My need to hold on is like my cancer journey: still a work in progress. I don’t know what the future holds. But if I can make this moment a little more pleasant instead of mourning all my losses, then I will consider that a victory.

Breast Changes, Revisted

One of the most popular posts on this site has been, “I Didn’t Expect THAT: Breast Changes“, so I thought it might be useful to revisit the subject now after a few years have passed since my initial lumpectomy for breast cancer.

Before my surgery, I had been frustrated by the lack of information about how much tissue would be removed along with my tumor. Or maybe I was just too afraid to search. In either case, I had prepared myself to lose a good chunk of my left breast. All the “after” photos of lumpectomies that I found on the internet were not pretty.

However, my tumor was only 1.6cm at its longest, and was on the outer upper quadrant of breast, and this turned out to offer me the best of all possibilities. There was amazingly little breast size lost. I was impressed. So was my surgeon.

So, fast forward to now, three and a half years down the road. The scars, one for the lumpectomy and the other for lymph node excision, remain very uninteresting in a good way. Only three sentinel lymph nodes were removed, and the scar for that sits up in my armpit. The lumpectomy scar is situated a bit further down and into the side of my breast. But it’s not obvious.

This is the original photo from my post on Nov 1, 2018, already over a year and a half since my surgery.
Three and a half years after surgery, today: the top scar is the lymph node excision, the bottom one is the lumpectomy.

The biggest issue I have had with the lumpectomy scar is that the scar tissue there feels like a biggish lump itself.

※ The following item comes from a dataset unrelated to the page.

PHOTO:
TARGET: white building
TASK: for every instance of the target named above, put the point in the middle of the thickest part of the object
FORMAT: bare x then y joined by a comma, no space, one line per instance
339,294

Not frightening for me anymore, but when I went to a new gynecologist who, I suspect, forgot that I had had breast cancer (HOW? That’s the main thing I talked about!), she felt that area and said, “Oh, there’s something here” in that ‘I’m-going-to-say-something-scary-in-a-calm-voice’ kind of way.

Yes, it was just my scar tissue, but for a split-second I wanted to let myself freak out. Didn’t, but wanted to.

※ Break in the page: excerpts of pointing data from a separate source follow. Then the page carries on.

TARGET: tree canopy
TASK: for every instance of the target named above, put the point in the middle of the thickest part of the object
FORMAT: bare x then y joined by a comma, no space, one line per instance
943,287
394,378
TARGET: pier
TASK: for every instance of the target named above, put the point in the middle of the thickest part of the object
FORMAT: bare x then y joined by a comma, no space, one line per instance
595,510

Sorry about the headlights…I just wanted to show how “normal” the shape of my breasts is. The weird thing is that it’s actually my left breast that is a bit BIGGER now. Who would have expected that? (NOTE: my left breast is also turned towards the camera slightly, accentuating its size.)

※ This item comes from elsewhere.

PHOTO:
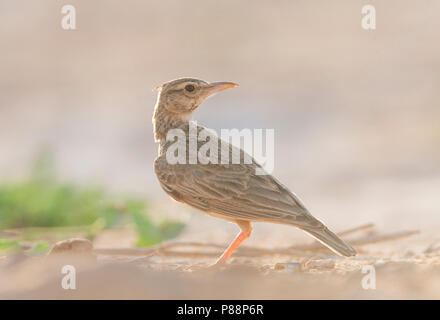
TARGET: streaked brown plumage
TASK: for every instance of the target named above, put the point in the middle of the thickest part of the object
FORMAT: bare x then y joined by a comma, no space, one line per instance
230,191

But the bottom line is, as time has gone by, the scars remain inconspicuous, and if not for the fact that my affected breast is actually a touch firmer and larger than the healthy one, something attributable to radiation treatment, there’s no obvious sign that I had breast cancer.

Not a bad deal considering what could have happened.

Hey Doctors! Before You Give a Cancer Diagnosis…

From time to time, I think back on my cancer experience (who am I kidding, I think about it every single day!) and wonder how things might have gone differently. Generally, I write for the cancer patient, but this post is directed at the doctor who delivers the diagnosis.

So…dear doctors:

Think very carefully about what else you want to tell a new cancer patient right after you tell them that they have cancer. It better not be important, because they’re not going to hear it. Once you deliver the diagnosis, a cancer patient’s executive level cognitive processes freeze, making comprehension difficult. Any further speech sounds like the “wah-wah-wah” talk of the adults in Charlie Brown cartoons.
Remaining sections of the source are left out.